“Nothing to indicate it, huh?” Jake raised one brow. “What about the dead body?”
Harris squeezed his eyes shut. “The dead body changes things.”
“Yeah, buddy, I thought it might.”
Harris cracked open his eyes and sighed.
They were, in fact, buddies. They hadn’t been back in their high school days. They’d been rivals then. Harris’s pompous ass had annoyed Jake most days. But when they’d met again as adults, things had been different. Harris was a rule follower—too much of one, as far as Jake was concerned. Harris needed to learn that rules should be bent some days. But he was an honest cop. Harris tried to help. Usually, he succeeded.
Not in True’s case. “You sent her away.” Something Jake would not forgive. “She could have been hurt.”
“Yeah. That shit is gonna haunt me.” Harris lifted the file. “We got an ID on the dead guy. Dylan Dunn. He was bad news.”

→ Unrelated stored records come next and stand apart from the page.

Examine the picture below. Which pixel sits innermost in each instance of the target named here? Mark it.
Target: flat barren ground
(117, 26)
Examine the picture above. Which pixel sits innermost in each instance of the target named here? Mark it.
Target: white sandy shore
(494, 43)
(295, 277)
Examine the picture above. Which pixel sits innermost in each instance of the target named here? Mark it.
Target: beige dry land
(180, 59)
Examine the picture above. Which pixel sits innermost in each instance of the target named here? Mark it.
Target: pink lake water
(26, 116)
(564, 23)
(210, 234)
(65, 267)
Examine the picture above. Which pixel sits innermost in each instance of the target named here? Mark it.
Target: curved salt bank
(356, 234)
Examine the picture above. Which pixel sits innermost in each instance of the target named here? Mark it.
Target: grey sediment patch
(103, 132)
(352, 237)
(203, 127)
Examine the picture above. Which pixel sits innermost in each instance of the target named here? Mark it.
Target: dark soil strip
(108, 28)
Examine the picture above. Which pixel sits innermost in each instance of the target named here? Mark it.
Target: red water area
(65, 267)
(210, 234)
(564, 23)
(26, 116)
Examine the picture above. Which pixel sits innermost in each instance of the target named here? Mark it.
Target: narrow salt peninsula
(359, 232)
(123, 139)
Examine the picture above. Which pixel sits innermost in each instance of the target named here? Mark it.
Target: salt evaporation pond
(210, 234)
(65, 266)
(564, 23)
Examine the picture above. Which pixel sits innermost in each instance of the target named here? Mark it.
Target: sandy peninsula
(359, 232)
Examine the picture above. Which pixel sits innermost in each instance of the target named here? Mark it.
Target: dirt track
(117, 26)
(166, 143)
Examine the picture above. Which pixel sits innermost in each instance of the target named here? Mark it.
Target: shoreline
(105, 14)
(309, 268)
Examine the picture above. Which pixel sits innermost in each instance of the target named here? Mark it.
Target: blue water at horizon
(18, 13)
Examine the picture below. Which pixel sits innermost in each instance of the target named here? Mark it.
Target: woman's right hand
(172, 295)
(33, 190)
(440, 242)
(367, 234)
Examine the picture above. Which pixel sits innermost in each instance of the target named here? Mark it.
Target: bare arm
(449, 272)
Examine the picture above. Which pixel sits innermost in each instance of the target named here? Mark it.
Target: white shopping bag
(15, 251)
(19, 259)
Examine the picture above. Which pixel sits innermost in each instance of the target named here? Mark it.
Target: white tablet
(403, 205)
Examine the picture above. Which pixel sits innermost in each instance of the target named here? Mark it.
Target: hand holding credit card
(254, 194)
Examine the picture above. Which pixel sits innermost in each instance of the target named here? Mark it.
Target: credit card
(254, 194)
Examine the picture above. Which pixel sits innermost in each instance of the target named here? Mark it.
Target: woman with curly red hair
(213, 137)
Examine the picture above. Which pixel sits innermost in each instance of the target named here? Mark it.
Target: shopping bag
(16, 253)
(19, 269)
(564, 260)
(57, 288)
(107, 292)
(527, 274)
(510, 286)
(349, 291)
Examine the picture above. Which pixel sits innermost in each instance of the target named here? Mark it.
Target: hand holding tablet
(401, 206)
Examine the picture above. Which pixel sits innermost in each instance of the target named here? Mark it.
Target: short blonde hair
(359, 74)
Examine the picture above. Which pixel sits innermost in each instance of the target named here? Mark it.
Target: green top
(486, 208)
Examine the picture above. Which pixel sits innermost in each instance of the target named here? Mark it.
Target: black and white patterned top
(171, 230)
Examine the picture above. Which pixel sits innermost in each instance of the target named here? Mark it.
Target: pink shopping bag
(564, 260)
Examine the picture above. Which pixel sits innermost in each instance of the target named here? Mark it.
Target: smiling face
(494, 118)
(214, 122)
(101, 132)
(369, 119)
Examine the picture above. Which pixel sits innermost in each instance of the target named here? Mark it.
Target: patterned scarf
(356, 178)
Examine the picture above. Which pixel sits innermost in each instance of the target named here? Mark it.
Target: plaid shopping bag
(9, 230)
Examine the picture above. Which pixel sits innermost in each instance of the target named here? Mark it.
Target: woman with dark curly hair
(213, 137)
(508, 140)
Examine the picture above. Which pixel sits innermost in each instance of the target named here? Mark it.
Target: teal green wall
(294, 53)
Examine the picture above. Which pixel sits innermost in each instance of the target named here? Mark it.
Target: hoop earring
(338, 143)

Jake swiped the file. He flipped it open and whistled when he saw the rap sheet. A very long rap sheet. “Shoplifting, petty theft, B&Es, assault…” He focused on the picture of the perp. “Dylan was certainly making his way up the crime ladder, wasn’t he?”
“He’d been in and out of jail since he was sixteen years old. Last known address was in Atlanta,” Harris pointed out.
Atlanta. Where True had just happened to live for several years.
“You think he got obsessed with her there? Their paths must have crossed. Something locked and loaded the guy on her,” Harris added as the faint lines near his mouth deepened. “I know True said that she didn’t know him, but he clearly knew her.”
Jake lowered the file. “You’re thinking he was the one behind the shove in the street and the attack at her museum.”
“Isn’t that what you’re thinking?”
Now that he’d seen the rap sheet, yeah. “The last assault charge was from an ex-girlfriend who said Dylan shoved her down a flight of stairs when he got mad. So, yes, I could see this prick shoving True into the path of an oncoming car.”
“One of the uniforms found a local motel room registered to him. A search is being conducted there now. I’ll let you know what we turn up.”
“Appreciate that.” Reluctantly, he handed the file back to Harris. “So who killed the bastard?”
“I was wondering the same thing.” Harris stared back at him.
It took a moment for the suspicion in Harris’s gaze to register, and when it did, laughter burst from Jake.
“And that is not the response I was expecting,” Harris groused.
Jake laughed harder. “Oh, man.” He calmed down a bit. “You think I’d kill a guy and leave him beneath True’s Christmas tree? If I’d killed him?—"
The door opened behind him.
“—there would have been no body left to find,” Jake finished.
Jake caught True’s gasp. Figured she would’ve heard the last part. Oh, well. He’d just been stating the truth. He could kill a man and leave no trace behind. Harris would be well aware of that fact, and now, True would understand, too. Jake’s stare remained on Harris. In this case, though, he was innocent. “I didn’t kill the guy.” Just so they were all clear. “Besides, like I told you, I was with True. All night.” He was her alibi, and she was his.
Harris shifted his focus over Jake’s shoulder. “That correct? You were with him all night?”
Okay, now this was the dicey part. Technically, they hadn’t been together, not all night. Because his dumb ass had been a gentleman. So he’d been in the den, she’d been in the bedroom, and if she confessed that particular bit of information, then his buddy might just think Jake had been free to slip out and off the punk at her house?—
“I was in his bed,” True’s prim voice responded. “All night long.”
Truth. A very carefully worded truth.
She pressed her hand to Jake’s shoulder. He obligingly moved to the side so she could fully exit the interrogation room. Only True didn’t go far. She just moved closer to him. The sweet smell of strawberries teased his nose.
Yeah, I could freaking gobble her right up. Something on his to-do list. After, apparently, he dated the woman.
“Well, this has to be like a Christmas dream coming true for you.” Harris pointed the file toward Jake. He also continued, with his very big mouth, “Finally getting the girl of your fantasies, huh? That’s a Christmas miracle.”